Diabetes has been around for thousands of years. The first known description of diabetes being a disease of ‘passing too much urine’ was found in an ancient Egyptian papyrus.
This papyrus goes back to the era of King Netjerykhet of the third Dynasty between 2630-2611 BC. This is the oldest description of diabetes on record.
For the treatment of this condition, ancient Egyptian physicians were advocating the use of wheat grain, fruit and sweet beer.
A doctor in India in 400 BC described people who urinated as much as elephant. They observed that the urine from people with diabetes attracted ants and flies. They name the condition ‘madhumeha’ or ‘honey urine’.

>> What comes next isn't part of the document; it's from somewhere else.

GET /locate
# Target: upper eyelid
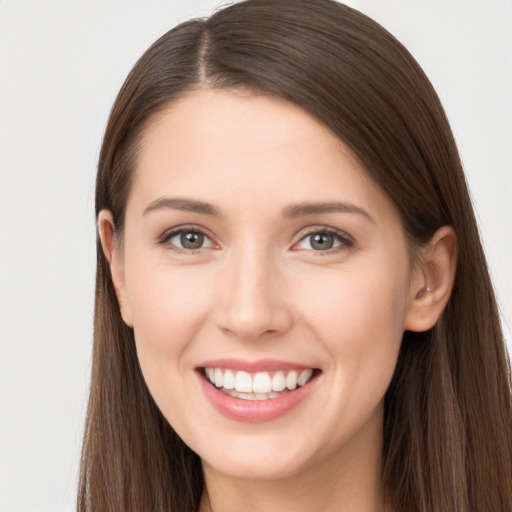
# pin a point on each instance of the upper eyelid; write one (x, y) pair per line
(303, 233)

Doctors in ancient Asia described symptoms such as thirst, tiredness and skin boils.
Doctors in India described the terrible thirst of people with disease and noted how the patient wasted away until succumbing to death.
Doctors in ancient times did not know the cause of diabetes. They did think it had something to do with diet.
The first complete clinical description of diabetes appears to have been made by Aulus Cornelius Celsius around 30 BC – 50 AD. He concluded the description in his De medicina.
Around 100 AD, a Greek doctor named Aretaeus of Cappadocia studied the symptoms of the disease. He pre-described a diet of milk, cereal and wine and wrote about the short life span of people with diabetes.
Aretaeus coined the term ‘diabetes’. It is derived from the Greek word, diabainein that literally means ‘passing through’.